In a 2009 essay recently republished by Verso, the late Benedict Anderson studied the domestic Thai reception of Tropical Malady and found it to be cherished in multiple regions outside Bangkok. About an hour outside the capital, Anderson visited legitimate video stores and bootleg DVD kiosks selling Tropical Malady to appreciative customers, some who were queer and some who never before fathomed of gay love.
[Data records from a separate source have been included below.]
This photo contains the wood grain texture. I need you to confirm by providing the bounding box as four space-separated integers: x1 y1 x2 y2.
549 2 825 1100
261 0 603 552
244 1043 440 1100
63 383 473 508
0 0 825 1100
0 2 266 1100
According to Anderson, many “up-country” (khon baan nork) people, who spend more time by rainforests than their city counterparts, also have taken to the film. For all his global-metropolitan cachet today, Weerasethakul hails from Khon Kaen, a rural province of Isan. Bordering Laos, Isan is Thailand’s northeastern, “up-country” region, viewed as ethnically and culturally distinct from Bangkok.

In Bangkok, Anderson speculated that the bourgeois intellectual class (who are mainly children of Chinese and Sino-Thai) disapprove of Tropical Malady “because it presents a form of ‘Thai culture’ with ancient roots that is ‘below them’ as well as alien to their experience. To be able to dismiss it as ‘meant for Westerners’ is to show one’s own patriotic Thai credentials against the implicit threat that the film provides.” Anderson also claimed Thailand state censors hold dismissive and paternalistic views toward “up-country” people, an assertion backed by the state's notorious restriction of Weerasethakul’s 2006 film Syndromes and a Century. This leaves Tropical Malady in the awkward position of being too many things at once: too Western, too Isanese, too intellectual, too provincial, too slow, too queer. Everything but commercial! In other words, one of our young century’s essential films.